Kaplan-Meier estimator

The Kaplan-Meier estimator is a nonparametric estimator, which means it does not assume a particular form for the survival probability distribution. This makes it more flexible and potentially more accurrate than parametric methods.

The models.survival.fit_survival_function in the pvops.timeseries module implements the Kaplan-Meier estimator when method='kaplan-meier' is used, shown below.

[5]:
col_dict = {'group_by': 'Asset', 'time_to_fail': 'days_until_failure', 'was_observed': 'was_observed'}
kaplan_meier_results = timeseries.models.survival.fit_survival_function(censored_om_df, col_dict, method='kaplan-meier')

And we can plot the results as follows:

[6]:
plt.figure(figsize=(12,6))
assets = om_df['Asset'].unique()
colors = list(plt.cm.colors.BASE_COLORS.values())[:len(assets)]

for asset, color in zip(assets, colors):
    result = kaplan_meier_results[asset]
    plt.plot(result['times'], result['fail_prob'], color=color, label=asset)
    plt.fill_between(result['times'], result['conf_int'][0], result['conf_int'][1], color=color, alpha=0.2)

plt.legend();
plt.grid();
plt.xlim(0,None);
plt.ylim(0,1);
plt.xlabel('Days since site commissioning')
plt.ylabel('Survival probability');
../../_images/pages_tutorials_tutorial_timeseries_survival_analysis_17_0.png

Weibull distribution fitting

The Weibull distribution describes a family of probability distributions parametrized by a shape parameter and a scale parameter.
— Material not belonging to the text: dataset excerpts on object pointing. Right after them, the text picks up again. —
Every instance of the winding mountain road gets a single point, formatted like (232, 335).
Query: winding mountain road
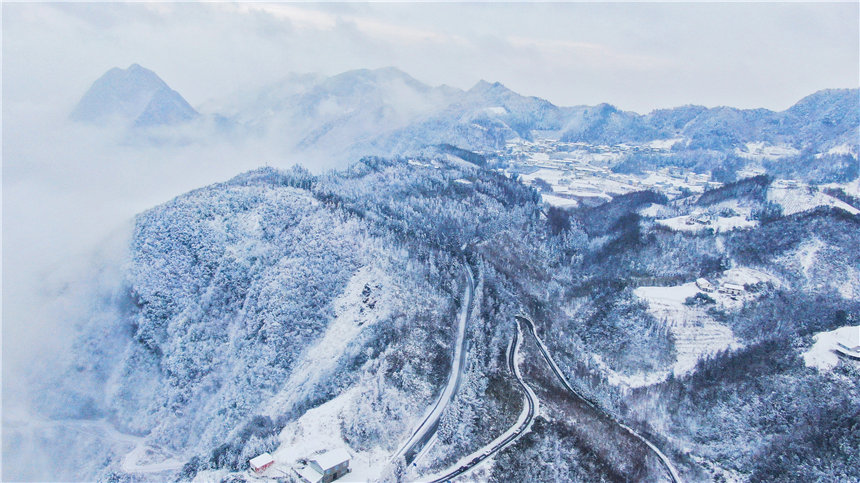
(425, 431)
(670, 468)
(523, 422)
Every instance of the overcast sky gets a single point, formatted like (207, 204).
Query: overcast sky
(636, 56)
(66, 190)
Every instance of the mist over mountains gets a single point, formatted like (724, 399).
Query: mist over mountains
(630, 297)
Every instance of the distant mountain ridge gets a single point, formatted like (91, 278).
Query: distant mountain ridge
(135, 95)
(386, 112)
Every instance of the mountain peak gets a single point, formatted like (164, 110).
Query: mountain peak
(133, 95)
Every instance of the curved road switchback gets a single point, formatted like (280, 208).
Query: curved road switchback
(670, 468)
(506, 439)
(425, 431)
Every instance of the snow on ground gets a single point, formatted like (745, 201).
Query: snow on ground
(821, 355)
(747, 275)
(559, 201)
(367, 298)
(761, 150)
(319, 430)
(696, 334)
(663, 144)
(496, 110)
(639, 379)
(820, 274)
(844, 148)
(720, 224)
(652, 210)
(794, 199)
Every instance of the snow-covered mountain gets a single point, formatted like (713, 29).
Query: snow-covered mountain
(291, 313)
(643, 317)
(386, 112)
(135, 96)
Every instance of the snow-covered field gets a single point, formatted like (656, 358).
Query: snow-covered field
(795, 199)
(821, 355)
(719, 224)
(355, 312)
(696, 334)
(762, 150)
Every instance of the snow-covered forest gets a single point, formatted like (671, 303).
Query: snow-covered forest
(242, 272)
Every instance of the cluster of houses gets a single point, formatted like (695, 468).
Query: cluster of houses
(730, 289)
(848, 343)
(323, 467)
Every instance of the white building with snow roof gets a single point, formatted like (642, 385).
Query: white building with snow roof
(848, 341)
(325, 467)
(261, 463)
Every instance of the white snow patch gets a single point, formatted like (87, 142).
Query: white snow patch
(664, 144)
(761, 150)
(821, 355)
(795, 199)
(496, 110)
(354, 311)
(319, 430)
(652, 210)
(844, 148)
(719, 224)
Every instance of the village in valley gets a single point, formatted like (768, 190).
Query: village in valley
(321, 467)
(571, 174)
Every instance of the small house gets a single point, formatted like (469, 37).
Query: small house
(848, 341)
(704, 285)
(331, 464)
(732, 289)
(261, 463)
(308, 474)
It is frequently used to model the probability of failure by fitting its parameters to observed data. As a parametric method, it is less flexible than the nonparametric Kaplan-Meier estimation but is simpler and potentially easier to interpret.

The models.survival.fit_survival_function in the pvops.timeseries module implements the Weibull fitting when method=weibull' is used, shown below.

[7]:
col_dict = {'group_by': 'Asset', 'time_to_fail': 'days_until_failure', 'was_observed': 'was_observed'}
weibull_results = timeseries.models.survival.fit_survival_function(censored_om_df, col_dict, method='weibull')

And we can plot the Weibull results as well:

[8]:
plt.figure(figsize=(12,6))
assets = om_df['Asset'].unique()
colors = list(plt.cm.colors.BASE_COLORS.values())[:len(assets)]
days = range(censored_om_df['days_until_failure'].max())

for asset, color in zip(assets, colors):
    fitted_weibull = weibull_results[asset]['distribution']
    weibull_probs = fitted_weibull.sf(days)
    plt.plot(days, weibull_probs, color=color, label=asset)

plt.legend();
plt.grid();
plt.xlim(0,None);
plt.ylim(0,1);
plt.xlabel('Days since site commissioning')
plt.ylabel('Survival probability');
../../_images/pages_tutorials_tutorial_timeseries_survival_analysis_22_0.png

We can also extract the coefficients and format them into a table for analysis:

[10]:
parameters = [list(series.values())[:-1] for series in weibull_results.values()]
param_df = pd.DataFrame(parameters, index=weibull_results.keys(), columns=['shape', 'scale'])
param_df
[10]:
shape scale
Other 0.932064 823.962180
Transformer 0.875983 7396.679666
Inverter 0.943692 961.246107
Tracker 0.724652 14380.096078
Facility 0.742765 1430.950715
Combiner 0.850317 1986.362160

We can see that all asset types have shape parameters < 1, indicating the rates of failure decreases over time for all asset types. Inverters see the slowest reduction in failure rate, while trackers have the fastest.